Yukawa, from Chiba, was reportedly kidnapped by the group last August after going to Syria to train with militants, while Goto, a respected journalist known for his coverage of the consequences of conflicts on people, especially children, is believed to have been seized after he entered Syria in October to cover the civil war there. There have been reports that Goto went to Islamic State-controlled areas to search for Yukawa, whom he knew. The demand for their ransom was obviously timed for Abe’s trip, which took him to Egypt, Jordan, Israel and the Palestinian territories, and the pledge of Japanese aid to the region.
The Islamic State group, which has seized large swaths of Syria and Iraq in its violent quest to create an Islamic caliphate, has been suffering losses from airstrikes by a U.S.-led coalition. It is speculated that by targeting Japan, which is not a party to the military operations, the extremist group hopes to divide international support for actions against the militants.

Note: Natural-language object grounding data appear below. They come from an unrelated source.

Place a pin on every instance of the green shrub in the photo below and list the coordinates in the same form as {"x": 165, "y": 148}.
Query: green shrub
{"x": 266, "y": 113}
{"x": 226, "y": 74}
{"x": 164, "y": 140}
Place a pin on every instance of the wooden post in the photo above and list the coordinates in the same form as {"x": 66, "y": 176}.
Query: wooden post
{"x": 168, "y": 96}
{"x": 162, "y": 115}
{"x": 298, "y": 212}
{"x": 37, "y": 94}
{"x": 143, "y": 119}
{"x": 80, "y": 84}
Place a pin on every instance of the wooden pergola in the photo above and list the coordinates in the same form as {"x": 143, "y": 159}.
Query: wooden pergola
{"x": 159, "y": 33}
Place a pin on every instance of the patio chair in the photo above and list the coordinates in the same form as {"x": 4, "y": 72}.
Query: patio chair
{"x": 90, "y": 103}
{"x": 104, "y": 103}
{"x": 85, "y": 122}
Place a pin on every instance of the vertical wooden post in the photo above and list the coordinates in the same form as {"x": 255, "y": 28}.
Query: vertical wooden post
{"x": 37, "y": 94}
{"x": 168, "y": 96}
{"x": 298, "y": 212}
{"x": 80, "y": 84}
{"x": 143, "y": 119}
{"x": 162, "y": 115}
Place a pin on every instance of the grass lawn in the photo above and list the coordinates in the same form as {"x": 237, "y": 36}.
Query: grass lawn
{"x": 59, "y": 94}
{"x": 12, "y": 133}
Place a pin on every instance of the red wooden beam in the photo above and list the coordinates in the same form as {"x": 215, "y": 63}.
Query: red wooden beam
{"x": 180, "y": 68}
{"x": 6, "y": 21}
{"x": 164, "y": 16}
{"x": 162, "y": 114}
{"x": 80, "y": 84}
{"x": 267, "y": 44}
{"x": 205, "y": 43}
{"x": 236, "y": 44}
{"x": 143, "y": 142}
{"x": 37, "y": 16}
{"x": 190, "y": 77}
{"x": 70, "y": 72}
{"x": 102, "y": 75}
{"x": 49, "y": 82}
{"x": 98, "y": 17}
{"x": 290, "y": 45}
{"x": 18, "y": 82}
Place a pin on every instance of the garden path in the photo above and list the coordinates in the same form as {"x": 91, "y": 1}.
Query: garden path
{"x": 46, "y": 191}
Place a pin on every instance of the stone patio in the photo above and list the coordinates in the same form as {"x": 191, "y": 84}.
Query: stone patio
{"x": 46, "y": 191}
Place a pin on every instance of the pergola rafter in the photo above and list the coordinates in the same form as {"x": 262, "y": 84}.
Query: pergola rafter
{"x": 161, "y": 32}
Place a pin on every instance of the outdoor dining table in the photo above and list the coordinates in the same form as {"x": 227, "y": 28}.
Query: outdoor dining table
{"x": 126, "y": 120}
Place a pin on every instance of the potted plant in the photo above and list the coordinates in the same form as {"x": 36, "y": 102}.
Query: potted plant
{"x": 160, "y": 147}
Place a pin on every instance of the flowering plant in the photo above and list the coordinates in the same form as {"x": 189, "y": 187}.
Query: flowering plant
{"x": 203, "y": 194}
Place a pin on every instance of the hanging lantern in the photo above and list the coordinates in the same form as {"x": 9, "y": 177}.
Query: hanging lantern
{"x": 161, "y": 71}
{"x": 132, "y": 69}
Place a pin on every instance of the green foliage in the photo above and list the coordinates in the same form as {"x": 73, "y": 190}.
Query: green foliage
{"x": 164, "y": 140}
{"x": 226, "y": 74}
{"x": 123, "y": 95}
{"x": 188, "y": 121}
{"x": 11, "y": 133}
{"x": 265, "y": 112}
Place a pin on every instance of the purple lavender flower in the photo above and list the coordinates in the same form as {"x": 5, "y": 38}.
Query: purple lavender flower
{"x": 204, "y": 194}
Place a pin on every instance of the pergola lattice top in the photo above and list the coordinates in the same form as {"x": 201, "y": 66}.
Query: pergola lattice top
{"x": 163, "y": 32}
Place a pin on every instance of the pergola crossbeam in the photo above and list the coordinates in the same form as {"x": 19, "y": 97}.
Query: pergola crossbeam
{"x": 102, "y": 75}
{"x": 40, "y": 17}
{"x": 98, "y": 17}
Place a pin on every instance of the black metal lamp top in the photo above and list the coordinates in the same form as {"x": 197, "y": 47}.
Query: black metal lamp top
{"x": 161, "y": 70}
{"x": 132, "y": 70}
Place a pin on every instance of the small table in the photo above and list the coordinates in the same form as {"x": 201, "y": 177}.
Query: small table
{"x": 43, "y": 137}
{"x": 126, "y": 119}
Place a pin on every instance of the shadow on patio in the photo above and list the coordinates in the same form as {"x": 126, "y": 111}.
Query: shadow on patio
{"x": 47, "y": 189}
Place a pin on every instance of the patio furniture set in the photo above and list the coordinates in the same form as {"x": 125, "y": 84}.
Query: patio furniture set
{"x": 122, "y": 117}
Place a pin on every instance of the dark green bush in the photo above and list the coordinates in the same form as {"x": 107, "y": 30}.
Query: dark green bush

The hostage crisis should not deter Japan in its efforts to contribute to the global fight against terrorism in its own, nonmilitary ways. It is only natural that Abe — while emphasizing that saving the lives of the hostages would be the government’s top priority — stressed that the international community must not cave in to threats of terrorism.
What’s also needed in Japan is an increased awareness that the country and its people are no longer immune from acts of international terrorism. The warped logic behind Islamic State’s demand for ransom suggests that an appeal to reason — by emphasizing, for example, the humanitarian nature of Japan’s aid to Middle Eastern countries — does not eliminate the danger of the nation and its citizens being targeted. The government, businesses and people need to be on guard, particularly against attacks on Japanese nationals overseas.
That does not mean that the focus of Japan’s efforts toward international security should change. Japan has earned the respect of many people in the Middle East for its post-World War II era pacifist policies. Humanitarian and economic aid to help eradicate poverty and improve medical and education systems contribute to alleviating societal conditions that sow the seeds of militant extremism. Japan can and should continue to contribute to the fight against terrorism in this way.